LAFAYETTE, La. (AP) — When Roland Babin joined the Louisiana highway department in 1955 on a road construction crew, the Chevy Bel Air was the most popular ride, Bill Haley and His Comets were rocking around the clock and America liked Ike.

“I started as a rodman (setting up equipment) for $180 per month,” Babin said. “I’ve loved every minute of it.”

Babin, the longest-serving civil servant in Louisiana history, retired July 28 after 67 years and almost 25,000 days on the job. He could have retired at full pay 37 years ago, but he wouldn’t even knock off early on his last day on the job.

“Even on his last day I told him he could leave early, he looked at his watch and said, ‘I have nearly two hours to go; I get off at 4:30 (p.m.),’” said Shawn Wilson, secretary of the Louisiana Department of Transportation and Development.

“Roland is the living legend,” Wilson said. “When you look up the definition of extraordinary public servant, you will find a picture of Mr. Roland.”

Babin, 85, may have also set a world record with his service.

The Guinness Book of World Records lists former Hampton, Virginia, city employee Hardy William Cash as the longest working civil servant with 63 years, 210 days on the job before retiring in 2012.

Babin, who lives in St. Martinville, said his friends and family are exploring how to pursue Guinness recognition.

“It’s really mind-boggling, even to me, to have lasted this long,” said Babin, who was hired during Gov. Robert Kennon’s only term.

And Babin, who has four children, 11 grandchildren and 12 great-grandchildren, said he would have continued to work, but his body won’t tolerate the heat on the road like it once did.

Babin retired as an Acadiana districtwide maintenance specialist, still on the road with crews spreading new smooth fresh layers of asphalt overlays, occasionally grabbing a broom or rake to work beside the younger men and women.

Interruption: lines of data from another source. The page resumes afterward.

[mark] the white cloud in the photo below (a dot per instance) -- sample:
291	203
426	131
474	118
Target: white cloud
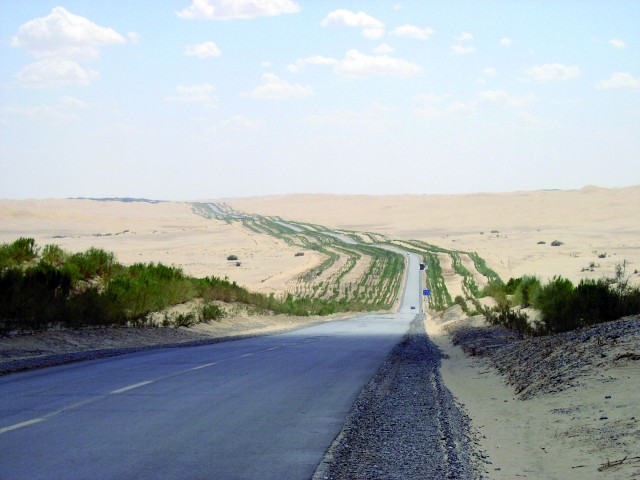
503	98
462	49
384	48
620	80
237	9
373	33
433	103
274	88
42	113
239	122
347	18
432	97
528	119
617	43
356	64
553	72
372	28
372	119
314	60
202	50
64	35
68	102
52	73
134	37
412	31
506	42
195	94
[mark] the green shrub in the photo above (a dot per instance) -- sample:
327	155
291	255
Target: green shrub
506	317
497	290
53	254
554	302
95	262
211	311
185	320
20	251
459	300
526	290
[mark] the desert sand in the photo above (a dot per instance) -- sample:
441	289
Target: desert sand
504	228
523	438
160	232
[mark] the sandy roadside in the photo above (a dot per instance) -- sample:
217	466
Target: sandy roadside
568	435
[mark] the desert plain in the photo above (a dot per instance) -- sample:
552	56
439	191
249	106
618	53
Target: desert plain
598	230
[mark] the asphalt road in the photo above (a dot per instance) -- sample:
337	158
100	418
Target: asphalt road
260	408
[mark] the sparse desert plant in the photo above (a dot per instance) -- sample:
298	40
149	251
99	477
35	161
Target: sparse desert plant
211	311
185	319
459	300
554	300
526	290
53	254
516	321
20	251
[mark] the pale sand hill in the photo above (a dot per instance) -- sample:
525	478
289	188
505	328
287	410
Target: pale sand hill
589	222
164	232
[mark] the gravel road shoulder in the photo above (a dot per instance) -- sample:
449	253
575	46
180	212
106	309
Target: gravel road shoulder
405	423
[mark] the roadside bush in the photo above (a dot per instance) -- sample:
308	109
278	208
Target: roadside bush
497	290
526	290
186	320
459	300
20	251
513	320
554	302
211	311
53	254
95	262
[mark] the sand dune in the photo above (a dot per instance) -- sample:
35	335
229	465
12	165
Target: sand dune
504	228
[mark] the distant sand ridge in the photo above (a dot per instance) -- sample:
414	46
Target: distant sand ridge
596	226
589	222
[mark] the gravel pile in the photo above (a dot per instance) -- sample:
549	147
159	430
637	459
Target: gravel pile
405	424
553	363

“I loved my years on maintenance with the hot mix because you get to see what you’ve accomplished after a good day’s work; I love my crew,” Babin said. “But my 60-year-old brain is telling my 85-year-old body it’s time to go. To be honest, I can’t believe it went by so fast.”

Babin said he can’t remember a bad day at work. He rarely took a day off and never took a week-long vacation, accumulating 12,000 hours in unused leave.

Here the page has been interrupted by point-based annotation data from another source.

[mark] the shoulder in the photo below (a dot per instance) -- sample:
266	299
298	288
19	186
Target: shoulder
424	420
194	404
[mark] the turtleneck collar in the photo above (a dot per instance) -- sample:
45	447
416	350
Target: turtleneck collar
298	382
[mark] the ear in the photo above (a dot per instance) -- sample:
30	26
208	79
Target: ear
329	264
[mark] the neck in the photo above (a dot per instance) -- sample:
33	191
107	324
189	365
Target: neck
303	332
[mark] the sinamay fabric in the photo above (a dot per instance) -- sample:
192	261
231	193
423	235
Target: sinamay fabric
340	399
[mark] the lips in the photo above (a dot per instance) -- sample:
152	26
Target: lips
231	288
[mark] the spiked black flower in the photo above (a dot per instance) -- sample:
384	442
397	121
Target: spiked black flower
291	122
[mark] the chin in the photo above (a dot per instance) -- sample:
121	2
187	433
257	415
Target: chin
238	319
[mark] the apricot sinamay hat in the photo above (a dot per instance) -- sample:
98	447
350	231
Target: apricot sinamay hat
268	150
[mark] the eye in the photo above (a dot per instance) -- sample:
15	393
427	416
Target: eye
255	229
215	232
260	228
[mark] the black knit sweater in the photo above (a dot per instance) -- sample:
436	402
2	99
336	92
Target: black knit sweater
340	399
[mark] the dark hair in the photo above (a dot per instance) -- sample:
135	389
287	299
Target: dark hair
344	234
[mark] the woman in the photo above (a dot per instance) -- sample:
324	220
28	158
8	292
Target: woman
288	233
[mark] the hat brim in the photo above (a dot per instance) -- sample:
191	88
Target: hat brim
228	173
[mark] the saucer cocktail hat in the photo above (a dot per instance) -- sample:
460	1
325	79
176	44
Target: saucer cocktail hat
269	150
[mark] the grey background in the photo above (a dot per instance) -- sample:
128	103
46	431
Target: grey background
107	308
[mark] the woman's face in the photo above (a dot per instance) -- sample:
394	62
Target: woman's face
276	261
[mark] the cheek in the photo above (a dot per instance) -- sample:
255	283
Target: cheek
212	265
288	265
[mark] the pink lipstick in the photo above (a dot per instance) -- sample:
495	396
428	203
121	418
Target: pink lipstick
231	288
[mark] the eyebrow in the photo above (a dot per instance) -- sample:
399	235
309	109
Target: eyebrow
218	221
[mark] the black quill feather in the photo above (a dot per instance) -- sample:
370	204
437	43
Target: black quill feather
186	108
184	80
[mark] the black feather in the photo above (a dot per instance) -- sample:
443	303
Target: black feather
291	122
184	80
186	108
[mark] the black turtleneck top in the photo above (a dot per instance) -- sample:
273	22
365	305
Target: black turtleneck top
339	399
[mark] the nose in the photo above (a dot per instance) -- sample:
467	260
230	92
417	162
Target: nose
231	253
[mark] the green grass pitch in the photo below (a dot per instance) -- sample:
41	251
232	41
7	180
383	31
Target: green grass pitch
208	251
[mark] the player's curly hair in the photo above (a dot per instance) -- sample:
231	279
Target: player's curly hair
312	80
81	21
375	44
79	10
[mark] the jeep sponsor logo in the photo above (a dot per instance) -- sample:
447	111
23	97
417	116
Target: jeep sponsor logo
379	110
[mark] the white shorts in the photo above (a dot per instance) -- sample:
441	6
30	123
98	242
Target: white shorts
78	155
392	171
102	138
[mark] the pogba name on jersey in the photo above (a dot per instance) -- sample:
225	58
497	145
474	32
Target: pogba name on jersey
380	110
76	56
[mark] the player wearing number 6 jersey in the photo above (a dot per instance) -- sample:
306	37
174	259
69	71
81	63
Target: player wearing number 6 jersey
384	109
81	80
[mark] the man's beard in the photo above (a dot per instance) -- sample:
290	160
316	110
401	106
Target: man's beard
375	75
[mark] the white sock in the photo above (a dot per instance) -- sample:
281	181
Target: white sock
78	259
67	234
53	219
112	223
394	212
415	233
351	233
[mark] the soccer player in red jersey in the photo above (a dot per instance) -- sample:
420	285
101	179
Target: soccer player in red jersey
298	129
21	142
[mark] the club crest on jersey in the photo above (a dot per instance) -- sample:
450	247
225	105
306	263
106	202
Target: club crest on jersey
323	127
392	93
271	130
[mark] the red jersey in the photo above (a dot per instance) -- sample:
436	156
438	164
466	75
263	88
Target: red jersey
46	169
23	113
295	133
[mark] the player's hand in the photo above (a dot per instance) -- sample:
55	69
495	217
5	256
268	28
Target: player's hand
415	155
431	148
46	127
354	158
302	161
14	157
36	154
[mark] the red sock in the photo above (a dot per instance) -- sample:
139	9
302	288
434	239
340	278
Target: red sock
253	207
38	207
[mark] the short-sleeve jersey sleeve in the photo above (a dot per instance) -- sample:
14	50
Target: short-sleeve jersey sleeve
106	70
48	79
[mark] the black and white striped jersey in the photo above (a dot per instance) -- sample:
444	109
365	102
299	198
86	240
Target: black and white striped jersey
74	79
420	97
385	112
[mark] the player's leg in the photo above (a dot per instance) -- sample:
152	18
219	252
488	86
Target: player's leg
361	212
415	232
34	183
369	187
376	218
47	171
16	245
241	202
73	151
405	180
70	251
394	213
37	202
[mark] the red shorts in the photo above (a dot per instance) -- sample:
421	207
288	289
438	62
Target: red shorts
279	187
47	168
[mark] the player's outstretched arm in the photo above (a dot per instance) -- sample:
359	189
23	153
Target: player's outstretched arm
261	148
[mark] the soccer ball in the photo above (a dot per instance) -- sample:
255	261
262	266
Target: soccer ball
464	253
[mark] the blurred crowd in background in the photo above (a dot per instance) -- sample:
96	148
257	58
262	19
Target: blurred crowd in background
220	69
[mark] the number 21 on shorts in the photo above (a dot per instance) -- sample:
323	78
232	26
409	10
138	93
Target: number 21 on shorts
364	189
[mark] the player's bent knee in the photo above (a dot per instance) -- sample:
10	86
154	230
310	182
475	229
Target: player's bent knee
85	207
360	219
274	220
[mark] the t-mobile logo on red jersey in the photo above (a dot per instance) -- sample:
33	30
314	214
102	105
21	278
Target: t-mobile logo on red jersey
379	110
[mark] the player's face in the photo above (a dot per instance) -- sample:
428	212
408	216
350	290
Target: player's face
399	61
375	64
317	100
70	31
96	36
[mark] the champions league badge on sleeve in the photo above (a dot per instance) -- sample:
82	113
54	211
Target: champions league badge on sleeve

“My advice is if you like your job, keep at it,” he said.

Babin is a past recipient of the Charles E. Dunbar, Jr. Career Civil Service Award, the highest honor for a Louisiana civil servant.

“Roland’s presence and sense of humor is contagious; I have never heard him speak anything but positivity with a huge smile,” Wilson said. “It’s been eye-opening to see someone from his generation bridge the gap with a much younger and more transient workforce. He is respected and revered by those around him because of his seniority.”

Babin actually first considered retiring in 2012, but his wife, Georgean, died unexpectedly.

“There was no way I was quitting after I lost her,” he said.

Babin said he’s not sure how he’ll spend most of his retirement hours, “but I can tell you I’m not going to sit around the house.”

And he concedes feeling apprehensive about a future that doesn’t include work.

“This is my life; I’m going to miss it,” Babin said. “The truth is I wish I was younger so I could work longer.”